Intel CEO Pat Gelsinger hopes Chipzilla will regain losing market share to AMD this year, but Wall Street isn’t sure yet.
Intel hopes to win back market share from AMD this year but market watchers aren’t so sure
Intel reported latest earnings, which are some of the most disastrous they’ve published in years, show that the company will be back on track in 2023 and on track for market leadership by 2025 and beyond. we He detailed their entire product portfolio expected in the coming years It will handle both AMD and Apple in the server, laptop and desktop segments.
During the earnings call, Intel CEO Pat Gelsinger admitted that they have lost ground and also the momentum they had before but that is now changing and the company can expect to stabilize in the current year.

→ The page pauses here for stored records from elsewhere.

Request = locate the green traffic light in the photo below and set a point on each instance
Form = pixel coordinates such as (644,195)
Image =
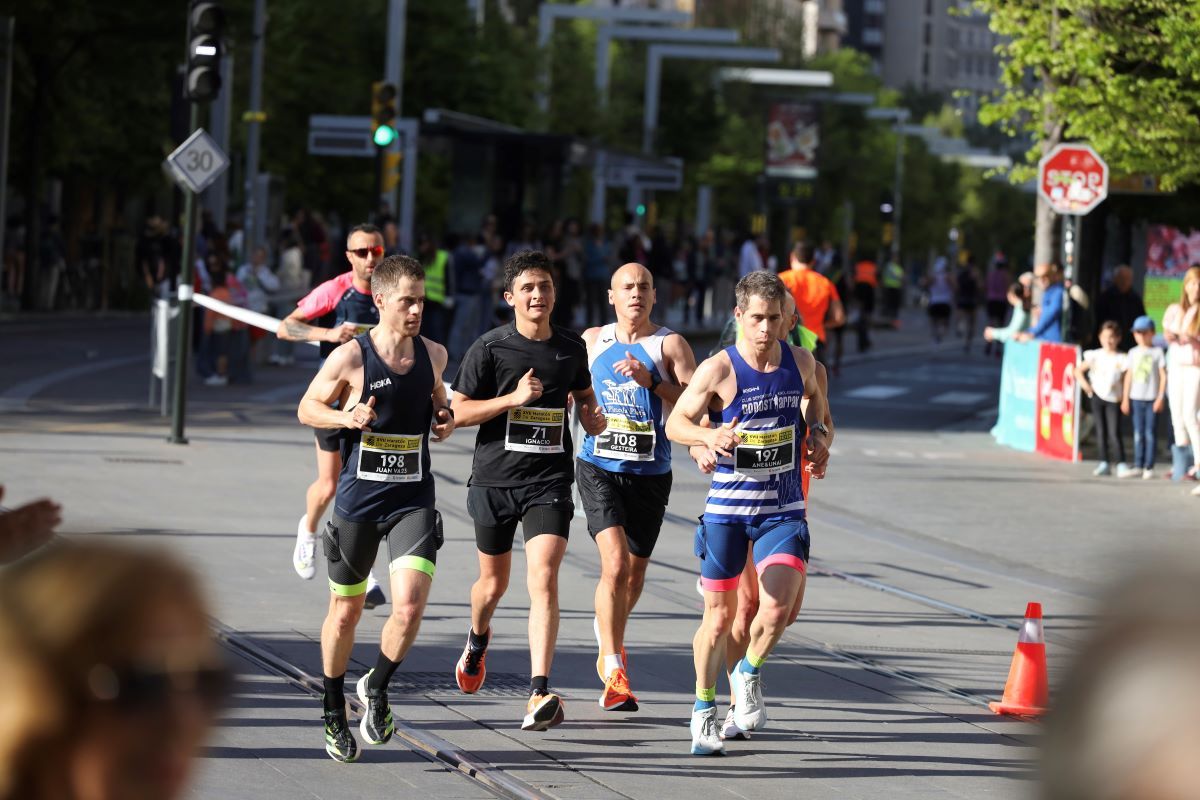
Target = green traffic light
(384,136)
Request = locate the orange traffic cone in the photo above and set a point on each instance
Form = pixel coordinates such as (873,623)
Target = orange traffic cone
(1026,691)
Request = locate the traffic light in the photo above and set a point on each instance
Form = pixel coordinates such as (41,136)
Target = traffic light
(383,113)
(205,30)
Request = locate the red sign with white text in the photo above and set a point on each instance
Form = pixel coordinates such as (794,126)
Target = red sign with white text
(1073,179)
(1057,411)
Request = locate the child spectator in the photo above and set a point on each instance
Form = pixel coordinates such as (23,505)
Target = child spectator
(1099,374)
(1144,389)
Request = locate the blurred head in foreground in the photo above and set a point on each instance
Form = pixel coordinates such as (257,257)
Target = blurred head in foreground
(108,674)
(1126,725)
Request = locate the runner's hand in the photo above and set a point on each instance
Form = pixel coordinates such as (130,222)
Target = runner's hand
(25,529)
(443,423)
(593,419)
(724,439)
(631,367)
(360,415)
(528,389)
(342,334)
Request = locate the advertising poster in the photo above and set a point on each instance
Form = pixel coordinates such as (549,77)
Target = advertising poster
(793,134)
(1017,422)
(1057,402)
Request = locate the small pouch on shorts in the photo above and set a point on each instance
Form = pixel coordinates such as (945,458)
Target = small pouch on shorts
(333,547)
(700,542)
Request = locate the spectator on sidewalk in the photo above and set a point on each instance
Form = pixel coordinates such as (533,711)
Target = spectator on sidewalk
(1048,326)
(1181,328)
(1101,374)
(1145,386)
(109,674)
(1121,304)
(1019,300)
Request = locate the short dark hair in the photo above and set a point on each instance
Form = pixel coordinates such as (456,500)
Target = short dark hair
(523,262)
(365,228)
(389,271)
(760,283)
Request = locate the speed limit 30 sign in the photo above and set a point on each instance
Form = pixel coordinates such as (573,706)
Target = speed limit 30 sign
(196,163)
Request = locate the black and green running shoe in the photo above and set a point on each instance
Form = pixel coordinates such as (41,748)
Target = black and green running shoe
(377,725)
(339,740)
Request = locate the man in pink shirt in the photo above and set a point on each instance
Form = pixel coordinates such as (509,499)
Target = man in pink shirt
(347,299)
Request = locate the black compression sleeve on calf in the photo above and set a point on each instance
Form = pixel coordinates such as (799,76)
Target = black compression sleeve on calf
(382,673)
(335,692)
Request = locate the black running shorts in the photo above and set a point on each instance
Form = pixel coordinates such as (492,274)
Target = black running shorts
(636,503)
(414,536)
(540,507)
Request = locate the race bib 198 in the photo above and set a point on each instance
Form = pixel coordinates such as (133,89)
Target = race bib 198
(534,429)
(627,439)
(766,452)
(393,458)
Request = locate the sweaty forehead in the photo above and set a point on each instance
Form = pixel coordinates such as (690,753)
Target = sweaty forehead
(363,239)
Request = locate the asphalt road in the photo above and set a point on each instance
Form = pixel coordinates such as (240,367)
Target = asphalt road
(928,542)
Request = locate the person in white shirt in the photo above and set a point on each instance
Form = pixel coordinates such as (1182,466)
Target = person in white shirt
(1145,386)
(1101,374)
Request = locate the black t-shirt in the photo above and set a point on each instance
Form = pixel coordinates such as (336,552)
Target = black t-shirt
(532,444)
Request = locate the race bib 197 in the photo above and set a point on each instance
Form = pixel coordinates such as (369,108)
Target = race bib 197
(534,429)
(393,458)
(766,452)
(627,439)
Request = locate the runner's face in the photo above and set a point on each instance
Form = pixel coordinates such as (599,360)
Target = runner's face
(760,322)
(401,308)
(533,295)
(364,266)
(633,294)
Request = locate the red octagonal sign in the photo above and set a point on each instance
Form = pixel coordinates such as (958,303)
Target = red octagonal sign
(1073,179)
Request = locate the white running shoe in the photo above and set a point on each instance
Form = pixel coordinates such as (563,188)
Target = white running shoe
(304,557)
(750,713)
(731,729)
(705,739)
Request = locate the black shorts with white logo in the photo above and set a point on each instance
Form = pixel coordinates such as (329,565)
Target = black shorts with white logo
(540,507)
(636,503)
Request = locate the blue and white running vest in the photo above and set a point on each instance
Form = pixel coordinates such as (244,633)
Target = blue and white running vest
(763,479)
(635,441)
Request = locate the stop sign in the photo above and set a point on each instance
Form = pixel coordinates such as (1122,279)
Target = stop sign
(1073,179)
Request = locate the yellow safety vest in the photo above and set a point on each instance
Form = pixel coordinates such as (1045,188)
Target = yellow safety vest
(436,277)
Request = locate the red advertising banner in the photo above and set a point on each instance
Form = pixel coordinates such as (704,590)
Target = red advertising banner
(1057,433)
(793,134)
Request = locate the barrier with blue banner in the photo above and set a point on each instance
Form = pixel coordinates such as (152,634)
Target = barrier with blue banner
(1017,423)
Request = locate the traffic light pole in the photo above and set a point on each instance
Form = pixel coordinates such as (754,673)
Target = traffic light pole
(184,326)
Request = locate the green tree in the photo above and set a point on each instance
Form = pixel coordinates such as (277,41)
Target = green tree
(1120,74)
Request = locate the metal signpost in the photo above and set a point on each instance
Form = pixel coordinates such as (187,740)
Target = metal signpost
(1073,179)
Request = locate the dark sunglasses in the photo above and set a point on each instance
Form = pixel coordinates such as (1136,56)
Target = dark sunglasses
(138,689)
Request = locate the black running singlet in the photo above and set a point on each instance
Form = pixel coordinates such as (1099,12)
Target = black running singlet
(388,468)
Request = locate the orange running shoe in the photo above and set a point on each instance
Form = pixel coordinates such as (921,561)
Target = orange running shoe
(543,711)
(472,669)
(616,696)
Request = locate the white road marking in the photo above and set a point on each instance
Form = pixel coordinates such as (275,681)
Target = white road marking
(876,392)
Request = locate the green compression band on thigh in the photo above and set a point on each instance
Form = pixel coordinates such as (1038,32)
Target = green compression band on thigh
(352,590)
(414,563)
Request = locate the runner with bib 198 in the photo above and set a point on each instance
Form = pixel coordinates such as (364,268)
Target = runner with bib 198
(384,390)
(624,474)
(753,392)
(514,384)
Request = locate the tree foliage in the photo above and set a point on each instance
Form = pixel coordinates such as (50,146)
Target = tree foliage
(1121,74)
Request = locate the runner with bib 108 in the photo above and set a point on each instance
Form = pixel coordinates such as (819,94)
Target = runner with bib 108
(753,394)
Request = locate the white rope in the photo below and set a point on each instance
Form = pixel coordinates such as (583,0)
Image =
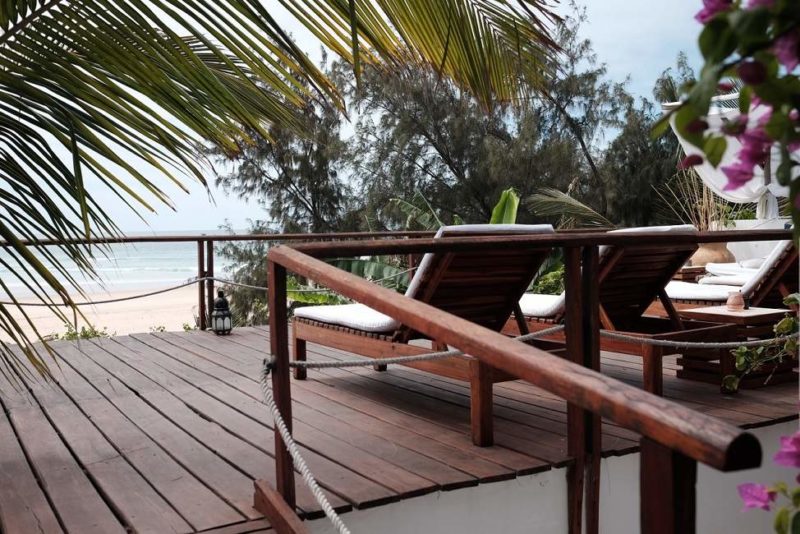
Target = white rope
(696,344)
(299,462)
(291,445)
(410,359)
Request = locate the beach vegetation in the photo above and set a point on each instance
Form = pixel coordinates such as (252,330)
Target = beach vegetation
(85,332)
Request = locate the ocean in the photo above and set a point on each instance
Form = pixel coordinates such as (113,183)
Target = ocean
(125,267)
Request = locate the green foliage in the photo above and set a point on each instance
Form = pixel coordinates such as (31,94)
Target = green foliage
(118,92)
(505,211)
(570,213)
(751,359)
(755,46)
(86,332)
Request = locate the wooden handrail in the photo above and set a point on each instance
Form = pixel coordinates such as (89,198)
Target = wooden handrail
(456,244)
(228,237)
(695,435)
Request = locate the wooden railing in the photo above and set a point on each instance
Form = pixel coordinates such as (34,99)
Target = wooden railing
(674,438)
(205,252)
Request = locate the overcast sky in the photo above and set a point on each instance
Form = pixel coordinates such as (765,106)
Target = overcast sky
(635,38)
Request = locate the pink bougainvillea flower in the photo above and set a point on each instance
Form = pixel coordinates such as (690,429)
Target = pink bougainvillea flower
(711,8)
(752,72)
(735,126)
(756,496)
(789,453)
(690,161)
(738,174)
(787,48)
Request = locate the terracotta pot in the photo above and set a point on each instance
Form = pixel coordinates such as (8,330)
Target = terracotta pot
(711,253)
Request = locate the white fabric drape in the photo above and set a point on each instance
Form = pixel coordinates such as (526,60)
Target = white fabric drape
(756,190)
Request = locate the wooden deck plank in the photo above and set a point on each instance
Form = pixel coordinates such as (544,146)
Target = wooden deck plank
(366,464)
(200,506)
(144,510)
(537,442)
(151,411)
(353,486)
(513,461)
(73,497)
(26,506)
(352,434)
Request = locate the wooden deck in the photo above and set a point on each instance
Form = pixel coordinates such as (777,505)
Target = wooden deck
(166,432)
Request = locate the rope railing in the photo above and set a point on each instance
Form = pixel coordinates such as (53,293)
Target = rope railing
(288,439)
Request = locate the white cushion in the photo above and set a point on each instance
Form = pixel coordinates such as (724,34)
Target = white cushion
(752,263)
(361,317)
(688,291)
(513,229)
(768,264)
(725,269)
(356,316)
(546,306)
(726,280)
(679,228)
(543,306)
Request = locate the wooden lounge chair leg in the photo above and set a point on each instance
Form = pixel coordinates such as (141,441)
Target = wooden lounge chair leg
(300,373)
(481,404)
(652,359)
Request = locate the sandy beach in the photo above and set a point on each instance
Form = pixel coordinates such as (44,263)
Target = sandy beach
(169,310)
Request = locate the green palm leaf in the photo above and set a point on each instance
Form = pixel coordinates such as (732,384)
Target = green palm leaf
(571,212)
(116,92)
(497,49)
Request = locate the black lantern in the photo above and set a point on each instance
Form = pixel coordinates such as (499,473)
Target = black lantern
(221,320)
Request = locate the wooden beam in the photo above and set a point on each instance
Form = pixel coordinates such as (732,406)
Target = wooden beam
(590,290)
(201,290)
(280,516)
(279,348)
(697,435)
(576,428)
(668,490)
(210,272)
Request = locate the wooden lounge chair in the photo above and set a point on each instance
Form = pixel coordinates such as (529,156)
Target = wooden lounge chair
(766,287)
(483,287)
(629,278)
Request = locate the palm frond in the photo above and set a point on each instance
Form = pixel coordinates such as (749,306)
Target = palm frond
(497,49)
(115,93)
(571,212)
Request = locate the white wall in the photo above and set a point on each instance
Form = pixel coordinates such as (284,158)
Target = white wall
(755,249)
(537,503)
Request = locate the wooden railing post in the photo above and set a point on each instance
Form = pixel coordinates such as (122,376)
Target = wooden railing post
(591,359)
(201,290)
(576,444)
(279,347)
(583,427)
(210,283)
(668,494)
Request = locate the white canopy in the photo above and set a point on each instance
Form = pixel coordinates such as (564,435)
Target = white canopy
(760,188)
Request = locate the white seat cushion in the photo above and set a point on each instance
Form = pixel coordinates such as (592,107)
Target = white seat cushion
(688,291)
(726,280)
(724,269)
(543,306)
(452,231)
(357,316)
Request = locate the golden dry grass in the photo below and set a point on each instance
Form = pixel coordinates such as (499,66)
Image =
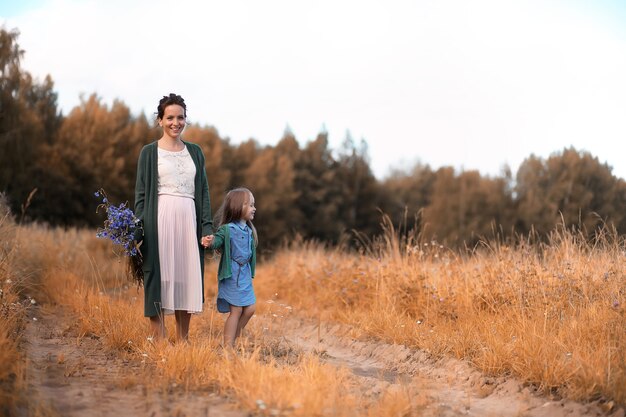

“We’ve lost share, we’ve lost momentum. We think that’s leveling off this year,” CEO Pat Gelsinger told investors on a conference call.
While Pat thinks Intel is in good hands, Wall Street analysts and the market itself aren’t really sure how Intel expects stability so early. The factors are the huge $13.2 billion or 151 days stock that still exists along with the poor reception of Intel’s recently launched Sapphire Rapids Xeon CPUs to address AMD’s EPYC portfolio.
The blue team expects it Sapphire Rapids Xeon CPUs will continue to power many cloud clients and data centers Including the likes of Amazon, Microsoft, META, and more. The DRAM market is also hoping this will be the case, but other analysts have predicted that AMD’s EPYC CPUs will continue to gain server market share and perhaps just Hit or bust 30% by the end of this year With more products launching soon in the current lineup such as Genoa-X, Bergamo and Siena.
“I don’t think Intel is yet in a position to start to regain share. Going from 1% to 13% is significant. It tells you that there is now a second viable competitor in the server processor market, that is having momentum and is gaining momentum,” Rao said.
“Intel had high hopes that Sapphire Rapids would enable them to take the fight to AMD,” said Lucas K, semiconductor analyst at Third Bridge. “However, our experts say it has been disappointing so far because of Intel’s continued inconsistency in delivery.”
“Intel’s turnaround is taking some time, exacerbated by the economy, but I think its plan is working,” said Glenn O’Donnell, an analyst at Forrester Research. “It’s introducing new products and ramping up its manufacturing with agreements from other chipmakers to use Intel’s manufacturing capacity.”
But there are also some analysts who expect that the plans implemented by CEO Pat Gelsinger and his team at Intel are doing well, and if it continues like this, we can expect a good outcome for Intel as well.